JAKARTA - Komisi Pengawas Persaingan Usaha (KPPU) tengah mempersiapkan sidang terkait dugaan praktik kartel bunga di industri pinjaman online (pinjol) atau peer-to-peer (P2P) lending. Sebanyak 97 perusahaan yang tergabung dalam Asosiasi Fintech Pendanaan Bersama Indonesia (AFPI) menjadi terlapor dalam kasus ini. KPPU menduga adanya kesepakatan penetapan suku bunga harian secara seragam, yakni 0,8% per hari, yang kemudian diturunkan menjadi 0,4% pada tahun 2021.
Penyelidikan KPPU dan Bukti yang Diperoleh
KPPU telah melakukan penyelidikan sejak Oktober 2023 dan menemukan bukti yang cukup untuk melanjutkan kasus ini ke tahap pemberkasan. Kepala Biro Humas dan Kerja Sama KPPU, Deswin Nur, menyatakan bahwa pihaknya telah mengantongi bukti kuat yang akan dibawa ke persidangan setelah proses pemberkasan selesai. "Sudah ada bukti kuat yang akan disajikan di persidangan setelah pemberkasan selesai," ujarnya.
KPPU juga menekankan bahwa fokus penyelidikan adalah pada periode sebelum kebijakan baru Otoritas Jasa Keuangan (OJK) diberlakukan. Meskipun ada aturan baru, penegakan hukum tetap diperlukan untuk melindungi konsumen dan memberikan efek jera bagi pelaku usaha.
Tuduhan Kartel dan Respons AFPI
AFPI membantah tuduhan adanya praktik kartel dalam industri pinjaman online. Ketua Umum AFPI, Entjik S. Djafar, menegaskan bahwa penetapan bunga bertujuan untuk melindungi konsumen, bukan membentuk kartel. "Menurut kami, ini bukan kartel, tetapi bentuk perlindungan konsumen agar bunga pinjol tidak terlalu tinggi. Pinjol ilegal justru lebih berbahaya karena mengenakan bunga sangat mencekik masyarakat," ujarnya.
AFPI juga menjelaskan bahwa penetapan suku bunga maksimum 0,4% per hari merupakan hasil diskusi bersama OJK dan telah disepakati oleh para anggota sebagai code of conduct. "Waktu itu kami masih ingat dari bunga 0,8% per hari, langsung drastis turun ke 0,4% per hari itu atas diskusi dengan OJK," kata Entjik.
Lebih lanjut, AFPI memiliki Komite Etik yang independen dan bertugas untuk menindak anggota yang melanggar ketentuan. "Jika terdapat bukti bahwa melanggar, maka anggota bisa dikenakan sanksi atau platform tersebut dikenakan sanksi. Itu sudah pernah kita lakukan," kata Entjik.

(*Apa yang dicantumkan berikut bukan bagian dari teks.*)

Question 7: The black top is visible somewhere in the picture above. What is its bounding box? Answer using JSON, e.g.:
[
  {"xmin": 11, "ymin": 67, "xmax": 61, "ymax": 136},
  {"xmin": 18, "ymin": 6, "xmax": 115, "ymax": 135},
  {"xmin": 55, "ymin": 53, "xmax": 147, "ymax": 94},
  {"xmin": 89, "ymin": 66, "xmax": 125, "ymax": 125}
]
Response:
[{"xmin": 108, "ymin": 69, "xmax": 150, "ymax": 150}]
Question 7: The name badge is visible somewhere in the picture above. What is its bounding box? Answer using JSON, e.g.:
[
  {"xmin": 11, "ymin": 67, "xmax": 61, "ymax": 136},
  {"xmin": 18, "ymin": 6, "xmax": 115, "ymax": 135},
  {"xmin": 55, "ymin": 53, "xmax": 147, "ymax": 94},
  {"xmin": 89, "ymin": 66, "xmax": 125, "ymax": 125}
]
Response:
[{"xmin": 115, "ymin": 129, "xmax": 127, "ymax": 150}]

Peran Strategis Industri Fintech Lending
Industri fintech lending memiliki peran strategis dalam mendorong inklusi keuangan di Indonesia. Dengan lebih dari 1,38 juta pemberi pinjaman aktif dan 125,51 juta akun peminjam terdaftar, sektor ini telah memberikan kontribusi signifikan terhadap perekonomian digital. Namun, praktik-praktik anti-persaingan harus dihentikan dan dicegah sejak dini karena berdampak luar biasa bagi masyarakat, khususnya bagi masyarakat kecil dan menengah.

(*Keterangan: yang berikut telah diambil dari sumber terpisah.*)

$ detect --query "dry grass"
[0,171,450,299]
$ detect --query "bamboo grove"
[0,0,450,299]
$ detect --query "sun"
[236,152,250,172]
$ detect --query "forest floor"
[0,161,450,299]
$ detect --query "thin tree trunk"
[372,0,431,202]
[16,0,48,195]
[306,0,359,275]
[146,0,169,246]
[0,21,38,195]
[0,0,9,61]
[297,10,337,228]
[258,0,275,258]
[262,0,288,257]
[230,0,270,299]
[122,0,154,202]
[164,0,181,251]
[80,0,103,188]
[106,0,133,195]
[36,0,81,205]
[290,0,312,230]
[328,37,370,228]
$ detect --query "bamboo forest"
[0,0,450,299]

Tantangan dan Harapan ke Depan
KPPU berharap sidang ini dapat memberikan kejelasan dan keadilan bagi semua pihak terkait. "Penegakan hukum persaingan bertujuan untuk mengembalikan kepentingan konsumen yang dirugikan serta memberikan efek jera," kata Deswin.
Sementara itu, AFPI berharap agar KPPU tidak memperpanjang kasus ini dan lebih fokus pada pemberantasan pinjol ilegal yang merugikan masyarakat. "Musuh kita bersama adalah pinjol ilegal. Mari kita bersama-sama menekan keberadaannya karena justru merugikan dan menyengsarakan masyarakat," tutup Entjik.
Kasus ini menjadi perhatian publik karena menyangkut perlindungan konsumen dan keberlanjutan industri fintech lending di Indonesia. Semua pihak berharap agar proses hukum berjalan transparan dan adil, serta menghasilkan keputusan yang dapat menjaga ekosistem persaingan usaha yang sehat.